El gerente general de Fechipan, además, comentó que la industria “está muy necesitada de apoyos que le permitan profesionalizarse para hacer frente a una etapa de constante evolución en los requerimientos de sus clientes, alta competencia o mayores regulaciones”.
En tanto, según la industria panificadora, que es de naturaleza esencialmente Pyme, Chile es el segundo consumidor a nivel mundial con 98 kilos per cápita anuales.
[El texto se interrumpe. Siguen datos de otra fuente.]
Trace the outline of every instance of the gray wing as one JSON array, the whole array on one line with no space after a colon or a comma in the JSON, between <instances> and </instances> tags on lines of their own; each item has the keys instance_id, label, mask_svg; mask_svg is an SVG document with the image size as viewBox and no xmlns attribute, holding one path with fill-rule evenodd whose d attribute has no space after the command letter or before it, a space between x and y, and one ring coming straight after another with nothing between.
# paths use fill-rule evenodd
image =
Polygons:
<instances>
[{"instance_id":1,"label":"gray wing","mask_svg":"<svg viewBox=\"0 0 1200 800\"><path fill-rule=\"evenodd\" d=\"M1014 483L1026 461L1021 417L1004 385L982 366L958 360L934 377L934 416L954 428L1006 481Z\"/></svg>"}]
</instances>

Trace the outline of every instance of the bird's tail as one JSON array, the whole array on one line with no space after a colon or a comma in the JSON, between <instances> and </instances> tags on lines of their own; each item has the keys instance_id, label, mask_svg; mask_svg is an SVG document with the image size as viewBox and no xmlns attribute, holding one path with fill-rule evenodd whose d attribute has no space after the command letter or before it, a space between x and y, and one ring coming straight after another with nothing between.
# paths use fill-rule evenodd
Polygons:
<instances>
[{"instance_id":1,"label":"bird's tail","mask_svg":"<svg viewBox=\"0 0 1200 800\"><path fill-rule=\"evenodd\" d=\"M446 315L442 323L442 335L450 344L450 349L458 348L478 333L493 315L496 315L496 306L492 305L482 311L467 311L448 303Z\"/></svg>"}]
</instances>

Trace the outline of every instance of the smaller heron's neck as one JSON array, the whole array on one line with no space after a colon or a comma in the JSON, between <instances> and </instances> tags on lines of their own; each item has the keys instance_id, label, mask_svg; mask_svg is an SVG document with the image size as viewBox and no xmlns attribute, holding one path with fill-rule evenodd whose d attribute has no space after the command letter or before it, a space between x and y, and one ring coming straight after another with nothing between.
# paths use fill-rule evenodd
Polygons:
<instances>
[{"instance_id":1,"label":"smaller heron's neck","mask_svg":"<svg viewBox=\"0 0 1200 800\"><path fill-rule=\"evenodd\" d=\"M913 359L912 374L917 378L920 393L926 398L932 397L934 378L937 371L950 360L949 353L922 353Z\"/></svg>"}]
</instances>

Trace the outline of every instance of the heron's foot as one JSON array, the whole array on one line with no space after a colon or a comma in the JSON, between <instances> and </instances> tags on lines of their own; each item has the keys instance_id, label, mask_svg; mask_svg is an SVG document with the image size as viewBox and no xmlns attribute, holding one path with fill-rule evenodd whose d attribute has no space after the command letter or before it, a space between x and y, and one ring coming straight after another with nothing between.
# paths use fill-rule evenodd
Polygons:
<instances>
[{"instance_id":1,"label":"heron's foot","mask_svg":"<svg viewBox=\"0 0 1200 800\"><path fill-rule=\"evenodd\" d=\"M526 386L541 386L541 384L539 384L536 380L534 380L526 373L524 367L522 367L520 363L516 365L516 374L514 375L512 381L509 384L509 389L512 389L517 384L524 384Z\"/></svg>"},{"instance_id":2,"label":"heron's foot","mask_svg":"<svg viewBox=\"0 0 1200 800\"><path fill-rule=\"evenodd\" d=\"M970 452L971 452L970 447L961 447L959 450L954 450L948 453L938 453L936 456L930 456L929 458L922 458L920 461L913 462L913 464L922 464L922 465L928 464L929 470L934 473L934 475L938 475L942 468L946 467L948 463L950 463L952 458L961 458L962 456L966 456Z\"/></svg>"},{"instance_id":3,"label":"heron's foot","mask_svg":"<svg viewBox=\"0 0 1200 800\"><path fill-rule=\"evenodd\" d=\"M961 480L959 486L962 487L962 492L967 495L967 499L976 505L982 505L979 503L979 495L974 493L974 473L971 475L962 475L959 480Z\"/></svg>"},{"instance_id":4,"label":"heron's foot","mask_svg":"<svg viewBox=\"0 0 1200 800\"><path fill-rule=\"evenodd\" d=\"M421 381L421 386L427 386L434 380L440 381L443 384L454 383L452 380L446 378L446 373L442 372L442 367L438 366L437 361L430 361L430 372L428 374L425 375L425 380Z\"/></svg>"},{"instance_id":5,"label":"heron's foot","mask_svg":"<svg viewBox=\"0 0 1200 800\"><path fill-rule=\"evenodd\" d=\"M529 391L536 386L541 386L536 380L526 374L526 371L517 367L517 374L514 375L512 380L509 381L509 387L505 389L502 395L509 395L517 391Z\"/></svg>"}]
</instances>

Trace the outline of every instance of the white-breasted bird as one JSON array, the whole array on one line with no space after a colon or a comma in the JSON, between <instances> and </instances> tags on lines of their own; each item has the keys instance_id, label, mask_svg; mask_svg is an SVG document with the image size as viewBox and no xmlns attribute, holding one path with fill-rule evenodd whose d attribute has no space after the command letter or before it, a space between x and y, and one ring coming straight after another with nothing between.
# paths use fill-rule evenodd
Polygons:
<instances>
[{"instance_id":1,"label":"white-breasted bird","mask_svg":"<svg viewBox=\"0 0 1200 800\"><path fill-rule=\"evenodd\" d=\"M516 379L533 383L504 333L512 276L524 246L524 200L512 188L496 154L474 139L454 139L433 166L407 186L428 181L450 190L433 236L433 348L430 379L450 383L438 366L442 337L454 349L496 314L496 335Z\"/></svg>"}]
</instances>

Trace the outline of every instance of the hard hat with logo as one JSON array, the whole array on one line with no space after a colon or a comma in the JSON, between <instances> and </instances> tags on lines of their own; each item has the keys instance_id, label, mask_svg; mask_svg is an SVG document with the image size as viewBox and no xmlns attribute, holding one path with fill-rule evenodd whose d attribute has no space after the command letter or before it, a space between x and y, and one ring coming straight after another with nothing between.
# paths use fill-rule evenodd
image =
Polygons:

El 87% de su producción lo consumen los estratos socioeconómicos bajos, que a juicio de Jofré, “se debe a que es un producto de primera necesidad”, mientras que los grupos altos sólo consumen 5%.
Si se comparan los precios del pan en Chile con el exterior, éstos no distan del promedio de Latinoamérica, que son al orden del US$2 por kilo.